Norwegian Air Shuttle has published sharply improved results for the first quarter of 2026, typically the weakest period for airlines. The group, which includes regional carrier Widerøe, significantly reduced its operating loss and achieved a record load factor for the start of the year.
**A Much Less Loss-Making First Quarter**
For the first three months of 2026, the Norwegian group reported an operating loss (EBIT) of NOK 220 million (about €20 million), compared to NOK 611 million (€55 million) a year earlier.
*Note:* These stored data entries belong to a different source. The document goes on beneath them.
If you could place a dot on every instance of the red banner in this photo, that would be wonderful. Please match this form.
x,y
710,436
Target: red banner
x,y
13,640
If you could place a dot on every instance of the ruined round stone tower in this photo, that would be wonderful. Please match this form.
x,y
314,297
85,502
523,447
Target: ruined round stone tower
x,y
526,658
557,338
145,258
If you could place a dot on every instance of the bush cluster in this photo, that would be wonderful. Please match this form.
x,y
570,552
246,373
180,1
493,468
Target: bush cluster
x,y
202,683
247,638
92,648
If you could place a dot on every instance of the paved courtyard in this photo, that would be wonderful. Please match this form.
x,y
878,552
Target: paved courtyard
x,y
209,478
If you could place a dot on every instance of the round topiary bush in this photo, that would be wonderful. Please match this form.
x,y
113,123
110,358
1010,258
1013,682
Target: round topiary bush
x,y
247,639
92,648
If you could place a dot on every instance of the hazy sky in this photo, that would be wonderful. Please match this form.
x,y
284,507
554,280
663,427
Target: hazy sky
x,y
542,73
The pre-tax result (EBT) came in at NOK -459 million (just over €40 million), also a marked improvement from 2025. This reduction is attributed to the appreciation of the Norwegian krone, gains on fuel hedges, and lower costs for CO₂ emission allowances under the EU ETS system. According to several financial agencies, the operating loss was much better than market expectations, which had anticipated a deficit close to NOK 954 million (around €85 million). "We are pleased to see that overall demand remains encouraging, even in a complex and unpredictable environment," said CEO Geir Karlsen in the results statement.
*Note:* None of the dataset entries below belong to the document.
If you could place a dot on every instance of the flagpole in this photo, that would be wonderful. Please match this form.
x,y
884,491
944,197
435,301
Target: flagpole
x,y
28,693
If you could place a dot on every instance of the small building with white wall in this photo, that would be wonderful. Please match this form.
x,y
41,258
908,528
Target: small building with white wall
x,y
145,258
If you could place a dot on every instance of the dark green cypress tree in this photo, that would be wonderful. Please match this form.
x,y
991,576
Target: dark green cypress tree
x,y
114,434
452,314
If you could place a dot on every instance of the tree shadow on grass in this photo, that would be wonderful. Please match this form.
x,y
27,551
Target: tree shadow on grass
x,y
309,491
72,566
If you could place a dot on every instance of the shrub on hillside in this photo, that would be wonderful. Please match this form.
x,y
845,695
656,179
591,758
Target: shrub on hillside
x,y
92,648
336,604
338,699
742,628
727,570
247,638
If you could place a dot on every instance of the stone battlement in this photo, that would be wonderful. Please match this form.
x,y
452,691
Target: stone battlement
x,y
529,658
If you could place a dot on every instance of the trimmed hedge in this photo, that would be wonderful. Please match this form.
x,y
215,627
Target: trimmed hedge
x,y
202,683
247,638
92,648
**Strong Demand and Record Load Factor**
The group carried 5.2 million passengers in Q1, including 4.2 million on Norwegian and 0.9 million on Widerøe. Despite a capacity reduction – measured in available seat kilometers (ASK) – of about 6% for Norwegian and 2% for Widerøe, demand remained robust. Norwegian achieved an average load factor of 87.6% for the quarter, up 5.2 percentage points from the same period in 2025, a record for a first quarter historically marked by lower traffic. Widerøe, focused on Norwegian regional routes, posted a load factor of 70.2%. Operationally, punctuality remained solid with 78.8% of flights on time for Norwegian and 87.2% for Widerøe.
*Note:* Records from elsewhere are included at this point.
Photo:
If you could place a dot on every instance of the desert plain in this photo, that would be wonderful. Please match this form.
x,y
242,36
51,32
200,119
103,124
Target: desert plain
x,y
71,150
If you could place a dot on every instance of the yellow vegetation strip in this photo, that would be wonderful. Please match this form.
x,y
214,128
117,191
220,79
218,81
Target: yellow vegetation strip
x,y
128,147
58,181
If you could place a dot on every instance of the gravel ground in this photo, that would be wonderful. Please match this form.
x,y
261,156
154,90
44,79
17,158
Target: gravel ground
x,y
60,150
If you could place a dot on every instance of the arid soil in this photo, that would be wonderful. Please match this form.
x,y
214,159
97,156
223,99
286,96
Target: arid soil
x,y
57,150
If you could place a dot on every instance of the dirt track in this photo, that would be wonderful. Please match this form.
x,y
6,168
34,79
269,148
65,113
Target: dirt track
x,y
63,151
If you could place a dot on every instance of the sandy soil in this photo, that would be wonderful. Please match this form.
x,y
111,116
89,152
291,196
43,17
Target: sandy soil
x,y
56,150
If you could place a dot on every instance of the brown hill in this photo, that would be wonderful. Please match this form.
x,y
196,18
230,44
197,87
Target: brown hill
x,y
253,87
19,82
**Strengthened Financial Position**
As of March 31, 2026, the group's liquidity reached NOK 14.2 billion (about €1.3 billion), compared to around NOK 10.5 billion (€950 million) a year earlier. This increase reflects both better operational performance and disciplined cash management, a crucial point for an actor emerging from several years of deep restructuring. The group's fleet now totals 145 aircraft, including 95 for Norwegian and 50 for Widerøe, confirming the stabilization of the industrial tool after major fleet and debt rationalization moves in recent years. Norwegian operates a network linking the Nordic countries to many European destinations with a fleet of Boeing 737-800s and 737 MAX 8s, while Widerøe, with a fleet mostly composed of Dash-8s (and some Embraer E190-E2s), provides a fine mesh of domestic Norwegian routes. The Norwegian Reward loyalty program continued to grow, surpassing 8.5 million members during the quarter, strengthening the group's ability to retain leisure and business customers, especially in Scandinavian markets.
**Uncertain Market Context**
Despite encouraging signals, the group's management remains cautious in an environment described as "complex and unpredictable," marked by currency volatility, fuel price fluctuations, and geopolitical tensions. Norwegian has suspended some routes to the Middle East for security reasons, illustrating the network's sensitivity to regional risks. At the same time, the company continues its environmental upgrade strategy. It launched the first Danish domestic line powered by 40% sustainable aviation fuel (SAF), a symbolic initiative in a European market where regulatory and societal pressure on aviation emissions is increasing.